This work addresses the problem of learning lifted action schemas from state trajectories in classical planning domains where states are fully observable but action parameters are unknown. To this end, the authors propose a differentiable neural architecture that, given only sequences of states, jointly infers action parameters and learns structured action models in an end-to-end trainable framework. This approach is the first to nearly perfectly recover ground-truth action structures under the challenging setting of implicit action parameterization. Empirical evaluation across multiple classical planning domains demonstrates its effectiveness, robustness to observation noise, and strong generalization capabilities—even in variants with slot-dynamic object models. The method thus provides a differentiable component for neuro-symbolic systems, bridging symbolic planning representations with gradient-based learning.

Classical planners can effectively solve very large deterministic MDPs represented in STRIPS or PDDL where states are sets of atoms over objects and relations, and lifted action schemas add or delete these atoms. This compact representation yields strong search heuristics and provides an ideal setting for structural generalization, since lifted relations and action schemas give rise to infinitely many domain instances. A central challenge is to learn these relations and action schemas from data, and recent approaches have addressed this problem using different types of observations. In this work, we develop a novel neural network architecture for learning action schemas from traces where states are fully observed but action arguments are unobserved.
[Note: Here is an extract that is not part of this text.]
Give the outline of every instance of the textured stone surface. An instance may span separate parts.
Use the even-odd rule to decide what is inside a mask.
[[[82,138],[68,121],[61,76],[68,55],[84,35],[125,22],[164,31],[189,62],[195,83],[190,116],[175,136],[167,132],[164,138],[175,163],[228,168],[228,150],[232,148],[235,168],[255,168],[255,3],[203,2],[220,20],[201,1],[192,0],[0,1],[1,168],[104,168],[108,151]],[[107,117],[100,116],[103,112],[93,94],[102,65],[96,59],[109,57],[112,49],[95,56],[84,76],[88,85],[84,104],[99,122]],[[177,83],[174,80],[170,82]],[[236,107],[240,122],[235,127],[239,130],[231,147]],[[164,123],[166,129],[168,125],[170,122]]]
The problem is a simplification but an important step towards learning planning domains from sequences of images and action labels, and we aim to solve this simplification in a nearly perfect manner. The challenge lies in learning the action schemas while simultaneously identifying the action arguments from observed state changes. Our approach yields a robust differentiable component that can then be integrated into larger neuro-symbolic models. We evaluate the architecture on various planning domains, where the learned lifted action schemas must recover the ground-truth structure. Additionally, we report experiments on robustness to observation noise and on a variation related to slot-based dynamics models.